Digital services available. 2nd floor, on the right.
Bucharest 2nd district (Veranda mall, 2nd floor) just implemented a ancient-old law forbidding public servants to ask citizens to provide copies of documents they already own.
Now, they only ask for the originals.
Then, they copy these originals, using a xerox machine down the hall. Which they sign, stamp, and file.
Digitalization at best.
But hear me out: this is a great exemplification of Parkinson's Law, on how bureaucratic organizations function and grow.
Parkinson was a historian. He studied the functioning of the British government for decades. He even wrote a book about it.
In short, he says (these are excerpts from some seminars I gave at an Erasmus master program at KU Leuven), that work expands so as to fill the time available.
This law is true for both private and public organizations;
He exemplified with case studies from the UK Ministry of Naval Forces and the UK Colonial Office.
The staff of the UK Ministry of Naval Forces rose by 5%, and UK Colonial Office’s staff rose 7% per year - regardless of any variation in the amount of work (if any) to be done.
Because, you know, the UK ministry of Naval Forces lost all their ships in ’45, and the UK lost all its colonies after ’45. The ministry for colonies practically disappeared. BUT their staff continued to augment.
Parkinson says that the driving forces were:
* An official wants to multiply subordinates, not rivals.
* Officials work for each other.
Parkinson noticed that the number of people employed by the British navy increased continuously, regardless of activity. It was also a magic number, like a 5% growth constant. What intrigued him was that the growth rate was the same even though the British navy declined dramatically after 1945. Due to the economic crisis after the war, the British scrapped most of its war fleet. But it kept and even increased the number of employees !

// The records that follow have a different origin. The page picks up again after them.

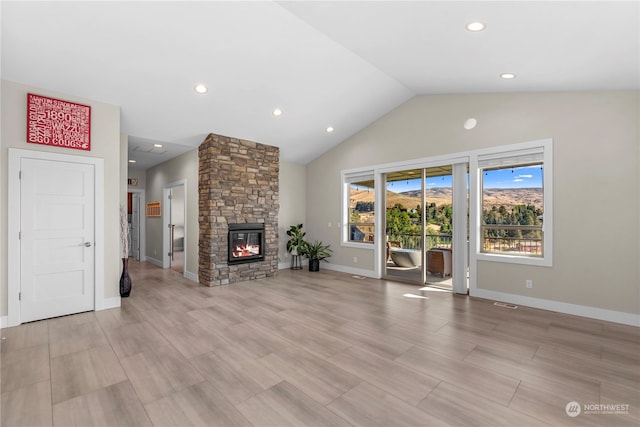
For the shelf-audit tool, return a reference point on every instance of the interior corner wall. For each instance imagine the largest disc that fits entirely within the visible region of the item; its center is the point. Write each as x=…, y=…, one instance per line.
x=179, y=168
x=105, y=144
x=293, y=195
x=596, y=185
x=140, y=175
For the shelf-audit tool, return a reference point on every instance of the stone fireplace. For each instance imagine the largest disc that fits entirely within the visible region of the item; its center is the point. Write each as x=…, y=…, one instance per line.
x=238, y=190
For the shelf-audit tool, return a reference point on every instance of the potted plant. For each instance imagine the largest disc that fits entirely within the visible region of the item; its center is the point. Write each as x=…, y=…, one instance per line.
x=296, y=238
x=316, y=252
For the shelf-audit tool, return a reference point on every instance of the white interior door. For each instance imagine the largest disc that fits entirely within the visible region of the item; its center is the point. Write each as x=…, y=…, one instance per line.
x=57, y=238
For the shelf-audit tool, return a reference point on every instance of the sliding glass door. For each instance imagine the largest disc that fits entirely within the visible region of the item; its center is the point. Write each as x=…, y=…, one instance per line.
x=420, y=222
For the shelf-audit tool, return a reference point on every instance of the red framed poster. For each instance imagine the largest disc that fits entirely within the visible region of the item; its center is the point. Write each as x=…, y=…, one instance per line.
x=59, y=123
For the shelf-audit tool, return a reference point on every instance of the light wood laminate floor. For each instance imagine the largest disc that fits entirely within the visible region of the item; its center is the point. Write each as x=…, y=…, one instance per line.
x=315, y=349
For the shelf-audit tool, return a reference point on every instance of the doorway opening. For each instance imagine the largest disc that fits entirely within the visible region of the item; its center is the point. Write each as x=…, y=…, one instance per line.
x=136, y=225
x=175, y=226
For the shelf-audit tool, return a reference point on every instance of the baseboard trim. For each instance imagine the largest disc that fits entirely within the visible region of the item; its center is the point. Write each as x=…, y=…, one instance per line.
x=108, y=303
x=560, y=307
x=191, y=276
x=349, y=270
x=156, y=262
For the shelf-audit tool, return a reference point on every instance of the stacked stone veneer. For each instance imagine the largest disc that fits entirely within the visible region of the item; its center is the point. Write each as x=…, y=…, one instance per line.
x=238, y=183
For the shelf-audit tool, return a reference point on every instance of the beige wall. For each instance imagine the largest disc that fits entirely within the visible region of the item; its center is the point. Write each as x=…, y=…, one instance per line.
x=182, y=167
x=596, y=183
x=293, y=195
x=105, y=144
x=140, y=175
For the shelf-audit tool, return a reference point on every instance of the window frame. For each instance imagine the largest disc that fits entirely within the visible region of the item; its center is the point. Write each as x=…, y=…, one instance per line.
x=514, y=155
x=347, y=179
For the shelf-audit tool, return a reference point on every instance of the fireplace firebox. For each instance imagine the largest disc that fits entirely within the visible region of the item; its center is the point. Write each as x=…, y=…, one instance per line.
x=246, y=243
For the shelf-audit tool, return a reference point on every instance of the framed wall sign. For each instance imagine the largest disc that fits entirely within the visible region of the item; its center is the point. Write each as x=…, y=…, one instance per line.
x=58, y=123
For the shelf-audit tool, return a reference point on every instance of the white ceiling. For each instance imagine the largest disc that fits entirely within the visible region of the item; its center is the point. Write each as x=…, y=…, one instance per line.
x=340, y=64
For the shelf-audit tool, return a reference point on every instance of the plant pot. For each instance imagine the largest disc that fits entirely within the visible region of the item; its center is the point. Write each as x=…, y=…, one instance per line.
x=314, y=265
x=125, y=279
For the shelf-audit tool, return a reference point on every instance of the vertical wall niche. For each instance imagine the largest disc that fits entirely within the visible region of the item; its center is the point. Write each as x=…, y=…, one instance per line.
x=238, y=183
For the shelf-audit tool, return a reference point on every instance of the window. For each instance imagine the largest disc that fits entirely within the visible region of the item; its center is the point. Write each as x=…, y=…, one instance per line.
x=360, y=191
x=515, y=203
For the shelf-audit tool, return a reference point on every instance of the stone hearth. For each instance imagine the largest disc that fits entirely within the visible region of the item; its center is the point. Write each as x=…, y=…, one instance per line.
x=238, y=183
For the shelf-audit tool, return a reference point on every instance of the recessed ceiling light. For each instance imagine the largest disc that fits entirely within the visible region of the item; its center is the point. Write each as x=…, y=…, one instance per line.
x=475, y=26
x=200, y=88
x=470, y=123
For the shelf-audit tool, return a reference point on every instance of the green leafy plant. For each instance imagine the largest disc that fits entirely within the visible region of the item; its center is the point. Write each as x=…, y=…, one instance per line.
x=315, y=251
x=296, y=237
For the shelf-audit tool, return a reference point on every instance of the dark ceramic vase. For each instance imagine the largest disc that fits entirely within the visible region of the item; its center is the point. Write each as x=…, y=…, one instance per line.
x=314, y=265
x=125, y=279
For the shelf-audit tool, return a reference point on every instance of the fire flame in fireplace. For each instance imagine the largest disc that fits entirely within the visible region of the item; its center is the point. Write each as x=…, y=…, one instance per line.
x=246, y=250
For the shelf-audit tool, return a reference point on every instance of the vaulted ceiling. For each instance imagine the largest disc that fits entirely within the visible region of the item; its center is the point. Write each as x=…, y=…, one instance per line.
x=323, y=64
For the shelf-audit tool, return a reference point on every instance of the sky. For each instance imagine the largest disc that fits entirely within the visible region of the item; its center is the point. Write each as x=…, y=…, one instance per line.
x=522, y=177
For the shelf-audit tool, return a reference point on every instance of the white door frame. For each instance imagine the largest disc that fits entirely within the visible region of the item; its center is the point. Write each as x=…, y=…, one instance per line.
x=166, y=218
x=13, y=230
x=143, y=222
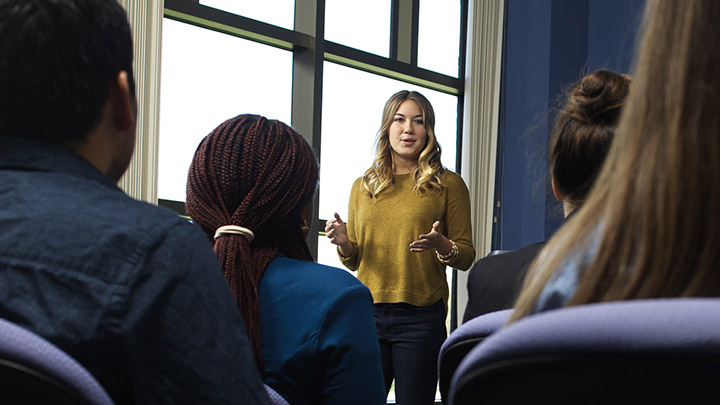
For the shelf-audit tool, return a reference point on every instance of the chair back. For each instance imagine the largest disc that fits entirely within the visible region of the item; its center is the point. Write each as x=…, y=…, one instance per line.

Intrigued, Parkinson started to study the phenomenon systematically. The most interesting case was the Ministry of Colonies. He studied the evolution of the number of its employees over a period of several decades, from 1918 to the 1950s.
After 1918 Britain gained a lot of new colonies (from the Germans). But of course, after 1945, it lost all its colonies, one by one. The Ministry of Colonies therefore lost its purpose. Finally, it was ended, being reduced to the level of a department within the Ministry of Foreign Affairs. Well, quite surprisingly, although it no longer had a purpose, its team not only did not diminish, but continued to grow at the same rate as in the interwar period.
After studying this phenomenon thoroughly, Parkinson summarized that it had 2 causes:
1. An official wants to multiply subordinates, not rivals. The effect is that an official would never employ only one public servant. Because he/she would become his colleague, thus diminishing his responsibilities. Instead, he/she would hire 2 people - so that they become a team, and he/she would becomes their boss.
2. Officials make work for each other. The effect is the creation of procedures and processes. There will always be a need for an extra stamp, an approval, a commission, a review.
The phenomenon of comitology is quite interesting on this topc. The European Commission even has a procedure that explains how commissions and committees should work. That's what it's called: comitology. PM me for details.
The phenomenon is also well documented in private companies. Businesses are also marred by departments without purpose. Monsters that appeared once upon a time, initially had a clear purpose, but over time evolved independently, turned into absolutely useless, but increasingly larger departments.
THE REVERSE PHENOMENON
I developed a theory of my own about the drivers that limit the growth of bureaucracy. Because bureaucracy has limits. There is a set of reverse forces that work against Parkinson's law.
The pressure to limit the number of employees and unnecessary processes is always top-down, strategic, political.
In the private sector, the driver pushing down on bureaucracy: is competition. If a company becomes too fat, too bureaucratic, then it is no longer competitive, and it dies or is restructure. We’ve seen the phenomenon in huge companies, such as HP or Intel. When these have a bad financial year, their board of directors, under the pressure of the shareholders, decides to change the managers and fire ~10k employees. Regardless of their duties or processes. They’re out.
In the public sector, the only driver for pushing down on bureaucracy: is elections. In a functioning democracy, elected officials must demonstrate value to voters. So an elected official should have a program to eliminate bureacracy.
But this needs a functional democracy. E.g. elections “by list” negate this driver - because the elected are not accountable to the voters, but to the party.
If the political system is not democratic, then the reverse factor is only revolutions or coups d'état. These force a top-down reset to the entire bureaucratic system.